Iowa Caucus Strategery: Why Cory Booker Won a Delegate

Cory Booker arrives to speak to reporters after the fourth Democratic presidential debate at Otterbein University in Westerville, Ohio, October 15, 2019. (Aaron Josefczyk/Reuters)

Des Moines — At Drake University’s fieldhouse, Monday night’s caucus ended with an amusing twist: Senator Cory Booker, who dropped out of the race in January, won one of the precinct’s six delegates.

After the first round of voting at the precinct, only three candidates had cleared the 15 percent “viability” threshold. Out of 403 caucusgoers, Elizabeth Warren won 120, Pete Buttigieg won 101, and Bernie Sanders won 100.

That gave the caucusgoers who backed the non-viable candidates — Joe Biden, Amy Klobuchar, and Andrew Yang — a chance to put their heads together before the second round of voting. If they simply distributed themselves as they wished among Warren, Buttigieg, and Sanders, each of those three candidates would likely have gotten two delegates apiece.

But by banding together, the students for Klobuchar, Biden, and Yang had enough power to take one of the six delegates — and deny one to the three viable candidates. The students decided not to create an “uncommitted” delegate because they deliberately wanted to send a message that they wanted a more moderate candidate. One student suggested they back Tulsi Gabbard, but the group eventually decided it was a bad idea to support someone still in the race.

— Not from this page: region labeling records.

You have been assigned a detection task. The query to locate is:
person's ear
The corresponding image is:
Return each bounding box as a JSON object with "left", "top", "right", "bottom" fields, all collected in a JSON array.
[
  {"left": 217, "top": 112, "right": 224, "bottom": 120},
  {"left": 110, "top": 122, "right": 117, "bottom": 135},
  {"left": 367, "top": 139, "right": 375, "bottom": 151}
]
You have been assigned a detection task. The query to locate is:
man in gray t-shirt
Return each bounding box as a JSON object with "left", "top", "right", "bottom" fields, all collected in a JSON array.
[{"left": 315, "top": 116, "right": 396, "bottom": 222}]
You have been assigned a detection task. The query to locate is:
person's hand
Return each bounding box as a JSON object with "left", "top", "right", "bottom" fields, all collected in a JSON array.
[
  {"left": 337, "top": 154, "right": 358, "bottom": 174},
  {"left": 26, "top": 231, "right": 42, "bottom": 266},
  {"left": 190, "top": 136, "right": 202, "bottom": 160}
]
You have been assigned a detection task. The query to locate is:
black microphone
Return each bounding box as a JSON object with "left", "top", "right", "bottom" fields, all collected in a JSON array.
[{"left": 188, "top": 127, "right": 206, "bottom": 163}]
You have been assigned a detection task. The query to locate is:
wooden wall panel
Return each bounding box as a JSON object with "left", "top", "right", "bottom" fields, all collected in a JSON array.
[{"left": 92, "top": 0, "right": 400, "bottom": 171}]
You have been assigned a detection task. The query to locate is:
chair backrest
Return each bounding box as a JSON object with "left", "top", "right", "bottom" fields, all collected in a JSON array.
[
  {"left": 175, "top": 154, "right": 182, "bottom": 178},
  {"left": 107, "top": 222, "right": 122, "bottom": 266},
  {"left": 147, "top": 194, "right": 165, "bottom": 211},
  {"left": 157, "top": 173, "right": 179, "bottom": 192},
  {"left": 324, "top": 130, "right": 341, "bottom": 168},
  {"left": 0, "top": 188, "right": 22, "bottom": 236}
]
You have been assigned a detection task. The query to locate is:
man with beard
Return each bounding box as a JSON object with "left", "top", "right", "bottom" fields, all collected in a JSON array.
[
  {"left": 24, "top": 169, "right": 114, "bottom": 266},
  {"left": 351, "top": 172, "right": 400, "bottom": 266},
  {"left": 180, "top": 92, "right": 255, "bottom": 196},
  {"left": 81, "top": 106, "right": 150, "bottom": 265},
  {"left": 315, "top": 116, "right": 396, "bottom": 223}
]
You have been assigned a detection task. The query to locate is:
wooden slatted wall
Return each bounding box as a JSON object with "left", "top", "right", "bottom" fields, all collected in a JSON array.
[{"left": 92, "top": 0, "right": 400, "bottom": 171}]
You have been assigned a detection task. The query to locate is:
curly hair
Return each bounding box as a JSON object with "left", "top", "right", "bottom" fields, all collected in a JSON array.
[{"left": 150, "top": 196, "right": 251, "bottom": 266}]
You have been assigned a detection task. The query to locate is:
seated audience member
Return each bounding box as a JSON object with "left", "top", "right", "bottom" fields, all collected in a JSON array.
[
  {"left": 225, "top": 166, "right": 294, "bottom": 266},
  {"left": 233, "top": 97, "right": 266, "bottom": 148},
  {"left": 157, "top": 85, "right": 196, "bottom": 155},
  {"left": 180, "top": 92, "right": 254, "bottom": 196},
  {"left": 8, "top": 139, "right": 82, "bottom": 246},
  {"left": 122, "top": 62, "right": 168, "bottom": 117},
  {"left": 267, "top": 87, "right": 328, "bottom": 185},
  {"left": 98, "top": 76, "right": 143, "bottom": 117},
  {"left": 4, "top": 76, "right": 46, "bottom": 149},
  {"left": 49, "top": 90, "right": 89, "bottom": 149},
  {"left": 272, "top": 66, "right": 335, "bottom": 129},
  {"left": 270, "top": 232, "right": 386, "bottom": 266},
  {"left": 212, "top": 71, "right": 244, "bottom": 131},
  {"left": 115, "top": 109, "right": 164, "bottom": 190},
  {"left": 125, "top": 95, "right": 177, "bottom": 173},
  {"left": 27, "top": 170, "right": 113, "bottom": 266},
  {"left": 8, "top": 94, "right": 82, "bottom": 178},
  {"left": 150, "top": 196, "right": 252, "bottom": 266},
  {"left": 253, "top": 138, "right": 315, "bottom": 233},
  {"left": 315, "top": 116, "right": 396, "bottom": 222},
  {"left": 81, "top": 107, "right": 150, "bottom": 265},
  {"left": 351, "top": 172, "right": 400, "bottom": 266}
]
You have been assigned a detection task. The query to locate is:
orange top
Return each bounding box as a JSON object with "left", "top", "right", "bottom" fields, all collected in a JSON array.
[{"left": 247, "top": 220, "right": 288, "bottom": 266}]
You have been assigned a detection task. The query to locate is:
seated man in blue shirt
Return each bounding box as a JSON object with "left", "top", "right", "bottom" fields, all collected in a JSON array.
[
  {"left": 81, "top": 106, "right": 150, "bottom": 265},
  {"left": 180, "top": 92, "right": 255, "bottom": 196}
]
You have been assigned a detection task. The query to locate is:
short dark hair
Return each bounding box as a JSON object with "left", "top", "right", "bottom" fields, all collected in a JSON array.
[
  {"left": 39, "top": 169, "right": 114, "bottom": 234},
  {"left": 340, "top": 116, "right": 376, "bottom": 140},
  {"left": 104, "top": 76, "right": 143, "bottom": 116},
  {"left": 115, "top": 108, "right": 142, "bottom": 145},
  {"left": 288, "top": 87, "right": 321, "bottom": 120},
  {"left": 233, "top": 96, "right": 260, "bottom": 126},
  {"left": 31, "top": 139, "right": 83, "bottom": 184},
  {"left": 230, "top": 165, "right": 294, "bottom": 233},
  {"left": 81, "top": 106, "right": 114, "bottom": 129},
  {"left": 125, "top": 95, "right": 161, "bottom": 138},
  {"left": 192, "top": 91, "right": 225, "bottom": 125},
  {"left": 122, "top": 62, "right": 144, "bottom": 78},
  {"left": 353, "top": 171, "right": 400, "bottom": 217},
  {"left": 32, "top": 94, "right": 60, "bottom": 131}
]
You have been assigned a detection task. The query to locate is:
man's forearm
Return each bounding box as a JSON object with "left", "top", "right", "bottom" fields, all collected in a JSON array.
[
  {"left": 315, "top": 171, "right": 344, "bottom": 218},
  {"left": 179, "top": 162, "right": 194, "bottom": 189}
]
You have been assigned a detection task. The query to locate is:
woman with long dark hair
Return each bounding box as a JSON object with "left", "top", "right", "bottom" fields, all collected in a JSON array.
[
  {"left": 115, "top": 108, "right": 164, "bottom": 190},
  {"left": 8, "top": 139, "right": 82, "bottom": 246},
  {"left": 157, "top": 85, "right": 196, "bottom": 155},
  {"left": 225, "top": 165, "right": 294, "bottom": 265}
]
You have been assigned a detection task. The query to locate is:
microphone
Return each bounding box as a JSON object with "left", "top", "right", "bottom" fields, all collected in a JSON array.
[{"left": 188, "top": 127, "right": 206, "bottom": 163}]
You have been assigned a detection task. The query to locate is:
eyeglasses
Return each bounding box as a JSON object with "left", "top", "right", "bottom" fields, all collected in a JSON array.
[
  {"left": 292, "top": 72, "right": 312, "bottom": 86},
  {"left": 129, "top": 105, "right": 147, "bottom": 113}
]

Drake sophomore Ireland Larsen, who wore her Cory Booker T-shirt to the caucus, was one of the students who proposed New Jersey senator as a compromise. And following some discussion, the students were in agreement. After the second “alignment” of votes occurred, the tally was Warren 127, Buttigieg 108, Sanders 101, and Booker 65. The gambit likely cost Sanders a precinct delegate: Sanders and Booker each walked away with one delegate, while Warren and Buttigieg each got two.

“We get a moderate. We block a delegate from going to Warren or Pete or Sanders. So that was the idea,” said Drake senior Sean Griffin, who initially backed Klobuchar. “We hope that at the end of the day maybe it shows that there’s a voice missing in the race.”